Diam: Antara Penakut dan Penyanderaan Moral
Ketika seseorang memilih untuk diam dalam menghadapi kemungkaran, pertanyaan yang muncul adalah: apa yang sebenarnya mendasari pilihan tersebut? Apakah mereka penakut yang ingin mencari aman, atau justru tersandera oleh keburukan yang serupa?
Menurut Yudi Latif, seorang cendekiawan dan pakar etika, "diam dalam menghadapi kemungkaran bisa jadi adalah bentuk dari ketakutan akan konsekuensi pribadi, atau lebih buruk, karena keterlibatan dalam praktik-praktik yang sama. Ini adalah bentuk dari penyanderaan moral, di mana seseorang merasa tidak memiliki keberanian untuk bersuara karena tangannya sendiri sudah kotor. Sikap ini sangat berbahaya karena tidak hanya membiarkan kemungkaran terjadi, tetapi juga memberikan legitimasi bagi para pelakunya."
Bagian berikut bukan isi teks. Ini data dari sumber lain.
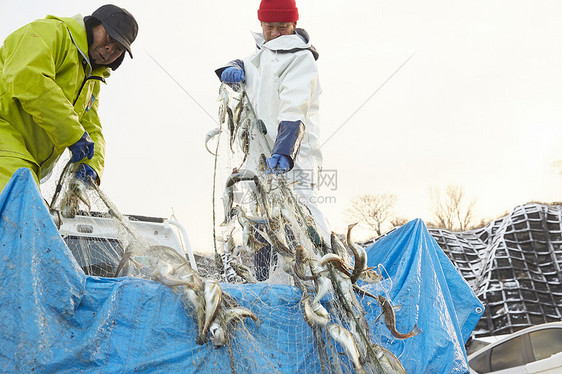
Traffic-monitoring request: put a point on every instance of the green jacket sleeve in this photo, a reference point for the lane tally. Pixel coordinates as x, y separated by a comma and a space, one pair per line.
91, 123
29, 74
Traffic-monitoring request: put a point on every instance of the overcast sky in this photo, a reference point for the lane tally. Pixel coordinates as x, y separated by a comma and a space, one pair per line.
478, 104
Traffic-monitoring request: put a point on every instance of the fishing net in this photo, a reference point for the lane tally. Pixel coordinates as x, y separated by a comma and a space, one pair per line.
513, 264
280, 297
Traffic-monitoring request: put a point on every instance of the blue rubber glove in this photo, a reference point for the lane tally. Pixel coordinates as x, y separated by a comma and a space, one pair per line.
82, 148
233, 74
278, 164
84, 172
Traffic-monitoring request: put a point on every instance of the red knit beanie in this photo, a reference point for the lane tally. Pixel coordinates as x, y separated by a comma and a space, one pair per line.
278, 11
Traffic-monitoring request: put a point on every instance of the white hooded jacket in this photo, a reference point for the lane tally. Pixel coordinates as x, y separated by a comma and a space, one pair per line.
282, 85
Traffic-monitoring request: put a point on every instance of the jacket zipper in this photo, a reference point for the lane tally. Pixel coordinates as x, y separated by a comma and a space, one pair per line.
84, 82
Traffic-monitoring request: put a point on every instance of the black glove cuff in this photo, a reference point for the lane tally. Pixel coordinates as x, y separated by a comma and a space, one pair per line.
237, 63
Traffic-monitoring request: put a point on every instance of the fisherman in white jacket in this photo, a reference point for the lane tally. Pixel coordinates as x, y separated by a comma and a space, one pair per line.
282, 84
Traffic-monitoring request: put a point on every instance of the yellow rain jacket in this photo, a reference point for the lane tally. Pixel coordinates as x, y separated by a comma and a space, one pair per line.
48, 96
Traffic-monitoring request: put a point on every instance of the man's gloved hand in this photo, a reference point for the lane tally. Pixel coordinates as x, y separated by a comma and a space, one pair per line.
233, 74
82, 148
84, 172
278, 164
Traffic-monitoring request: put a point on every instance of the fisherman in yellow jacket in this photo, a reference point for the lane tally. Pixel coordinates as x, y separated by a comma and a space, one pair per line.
50, 75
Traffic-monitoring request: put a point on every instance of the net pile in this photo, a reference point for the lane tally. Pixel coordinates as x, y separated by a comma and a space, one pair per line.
263, 234
304, 290
513, 264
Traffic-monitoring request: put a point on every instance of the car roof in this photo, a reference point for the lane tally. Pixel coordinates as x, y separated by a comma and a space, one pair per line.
542, 326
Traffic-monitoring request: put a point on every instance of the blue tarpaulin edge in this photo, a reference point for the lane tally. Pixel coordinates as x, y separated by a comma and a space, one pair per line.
54, 318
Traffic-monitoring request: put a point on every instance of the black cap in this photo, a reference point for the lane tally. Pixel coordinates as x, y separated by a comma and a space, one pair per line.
119, 24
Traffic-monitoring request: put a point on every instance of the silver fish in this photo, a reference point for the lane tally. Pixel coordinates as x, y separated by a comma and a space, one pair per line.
339, 249
238, 313
223, 98
76, 193
388, 360
193, 299
217, 335
390, 320
323, 286
359, 253
336, 261
212, 295
315, 315
243, 272
344, 337
370, 276
163, 274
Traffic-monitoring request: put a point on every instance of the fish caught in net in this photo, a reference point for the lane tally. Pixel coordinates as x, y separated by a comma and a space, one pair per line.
263, 233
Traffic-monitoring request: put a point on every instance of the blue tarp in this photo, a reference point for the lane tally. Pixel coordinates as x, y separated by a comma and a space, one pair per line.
54, 318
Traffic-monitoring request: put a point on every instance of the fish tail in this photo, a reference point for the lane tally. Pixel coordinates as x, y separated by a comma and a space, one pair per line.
415, 330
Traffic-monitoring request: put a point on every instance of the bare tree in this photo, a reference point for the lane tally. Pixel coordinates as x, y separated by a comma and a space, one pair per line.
454, 211
372, 210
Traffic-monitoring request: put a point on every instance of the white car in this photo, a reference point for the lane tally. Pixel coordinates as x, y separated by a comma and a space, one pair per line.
536, 349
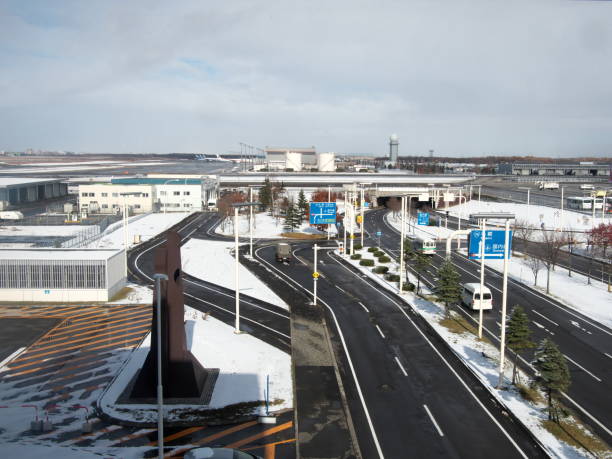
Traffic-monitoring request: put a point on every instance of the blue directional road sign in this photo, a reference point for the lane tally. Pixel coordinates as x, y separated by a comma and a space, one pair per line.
423, 218
322, 213
494, 244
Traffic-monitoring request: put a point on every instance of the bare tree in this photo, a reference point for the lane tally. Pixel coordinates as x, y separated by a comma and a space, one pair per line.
552, 242
535, 265
523, 230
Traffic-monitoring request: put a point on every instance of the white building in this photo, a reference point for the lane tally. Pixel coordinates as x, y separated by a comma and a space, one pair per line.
109, 198
61, 275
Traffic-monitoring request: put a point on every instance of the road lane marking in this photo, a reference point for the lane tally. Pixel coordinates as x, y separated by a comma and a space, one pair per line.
401, 366
582, 368
544, 317
433, 420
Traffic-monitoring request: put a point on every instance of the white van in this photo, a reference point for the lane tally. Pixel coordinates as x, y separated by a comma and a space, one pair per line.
470, 296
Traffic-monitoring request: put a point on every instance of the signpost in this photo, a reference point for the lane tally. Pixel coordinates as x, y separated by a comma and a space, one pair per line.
322, 213
423, 218
494, 244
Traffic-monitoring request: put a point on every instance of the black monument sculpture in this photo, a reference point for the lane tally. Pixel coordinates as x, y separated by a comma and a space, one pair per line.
183, 377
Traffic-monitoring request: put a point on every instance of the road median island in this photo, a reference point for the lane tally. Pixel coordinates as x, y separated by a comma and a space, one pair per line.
481, 360
322, 419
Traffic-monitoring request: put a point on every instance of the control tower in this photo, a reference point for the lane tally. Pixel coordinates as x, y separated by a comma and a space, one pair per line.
393, 148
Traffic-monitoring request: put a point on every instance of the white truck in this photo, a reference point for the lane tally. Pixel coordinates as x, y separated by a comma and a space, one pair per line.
11, 215
548, 186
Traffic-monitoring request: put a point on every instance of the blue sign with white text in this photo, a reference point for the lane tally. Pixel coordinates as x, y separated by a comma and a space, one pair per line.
322, 213
494, 244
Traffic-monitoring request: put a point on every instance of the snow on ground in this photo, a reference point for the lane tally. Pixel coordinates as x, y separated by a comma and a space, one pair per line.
483, 360
146, 227
535, 215
264, 226
594, 300
243, 362
211, 261
51, 231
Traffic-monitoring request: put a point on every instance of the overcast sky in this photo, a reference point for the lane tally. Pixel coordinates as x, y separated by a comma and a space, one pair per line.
462, 78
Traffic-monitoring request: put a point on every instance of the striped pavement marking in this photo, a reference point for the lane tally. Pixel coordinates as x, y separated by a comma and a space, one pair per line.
265, 433
213, 437
177, 435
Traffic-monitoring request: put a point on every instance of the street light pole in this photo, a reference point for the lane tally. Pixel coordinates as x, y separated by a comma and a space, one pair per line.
482, 255
402, 236
160, 390
237, 276
504, 301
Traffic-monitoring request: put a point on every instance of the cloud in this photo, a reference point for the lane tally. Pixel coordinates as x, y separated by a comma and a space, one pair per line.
458, 77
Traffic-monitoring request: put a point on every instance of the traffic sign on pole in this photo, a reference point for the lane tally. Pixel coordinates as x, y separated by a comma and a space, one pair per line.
494, 244
322, 213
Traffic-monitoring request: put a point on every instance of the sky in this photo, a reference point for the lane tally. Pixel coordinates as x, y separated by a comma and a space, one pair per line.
458, 77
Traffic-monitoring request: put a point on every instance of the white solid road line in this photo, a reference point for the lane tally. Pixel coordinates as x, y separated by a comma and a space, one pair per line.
447, 363
433, 420
544, 317
401, 366
582, 368
346, 352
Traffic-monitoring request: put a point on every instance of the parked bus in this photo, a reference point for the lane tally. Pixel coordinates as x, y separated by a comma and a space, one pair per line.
425, 246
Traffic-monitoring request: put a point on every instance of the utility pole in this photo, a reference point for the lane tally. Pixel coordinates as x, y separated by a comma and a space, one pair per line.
482, 255
402, 237
237, 276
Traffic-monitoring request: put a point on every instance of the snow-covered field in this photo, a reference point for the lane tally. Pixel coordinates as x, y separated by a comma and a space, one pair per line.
264, 227
146, 227
483, 360
244, 363
212, 261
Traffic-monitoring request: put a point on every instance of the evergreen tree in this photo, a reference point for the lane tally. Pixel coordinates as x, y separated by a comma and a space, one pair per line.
265, 194
552, 373
518, 334
421, 262
302, 206
448, 286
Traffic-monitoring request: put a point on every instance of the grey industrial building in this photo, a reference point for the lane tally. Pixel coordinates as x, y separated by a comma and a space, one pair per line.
584, 169
20, 190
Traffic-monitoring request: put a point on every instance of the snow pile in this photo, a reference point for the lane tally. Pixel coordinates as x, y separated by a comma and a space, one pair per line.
146, 227
264, 227
243, 361
212, 261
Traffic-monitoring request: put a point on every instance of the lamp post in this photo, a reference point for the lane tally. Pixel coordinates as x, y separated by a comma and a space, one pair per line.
502, 343
160, 390
237, 265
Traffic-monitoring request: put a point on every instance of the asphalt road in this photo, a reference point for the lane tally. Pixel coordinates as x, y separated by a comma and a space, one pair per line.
586, 344
407, 394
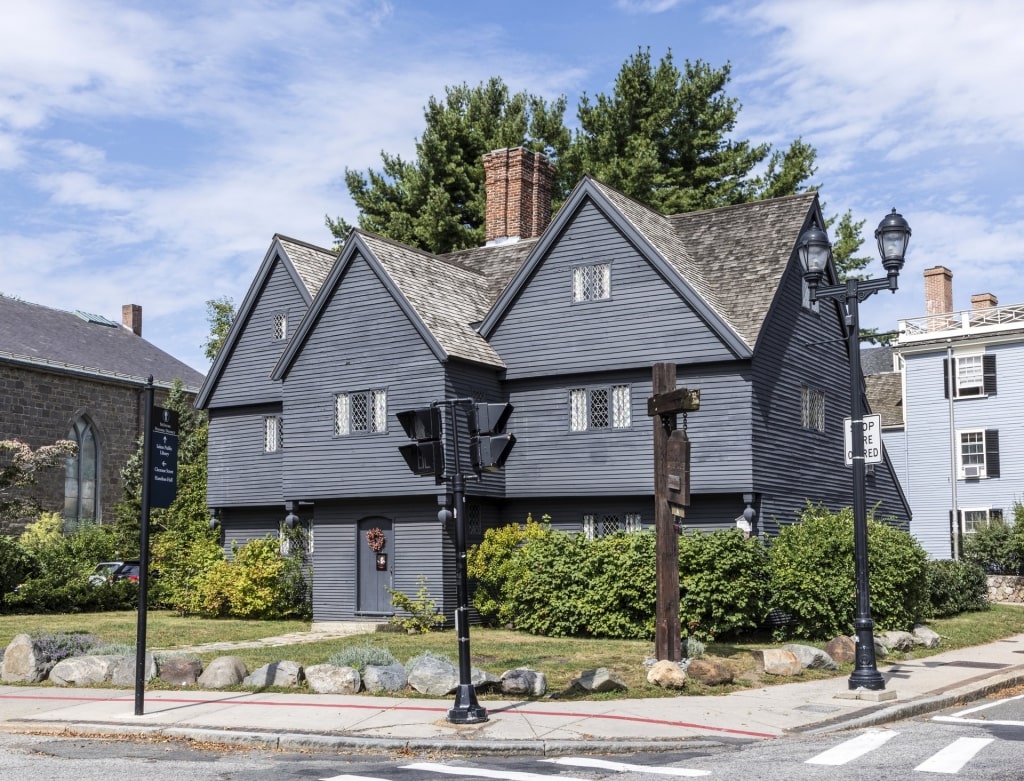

Kesimpulan: Waktunya Bersikap Tegas
Dalam kondisi di mana korupsi dan pungli telah mencapai tingkat yang sangat merusak, sikap diam bukan lagi pilihan yang dapat diterima. Kritik keras dan emosional dalam melawan kemungkaran bukanlah tindakan yang tidak rasional, melainkan ekspresi yang sangat rasional dari rasa keadilan.Â
Emosionalitas dalam konteks ini harus dilihat sebagai alat untuk menumbuhkan keberanian dan tekad dalam memperjuangkan kebenaran. Seperti yang ditegaskan oleh para ahli hukum dan agama, diam dalam menghadapi kemungkaran adalah bentuk pengkhianatan terhadap nilai-nilai moral dan keadilan. Sudah saatnya kita semua bersikap tegas dan bersatu dalam melawan kejahatan luar biasa yang mengancam masa depan bangsa.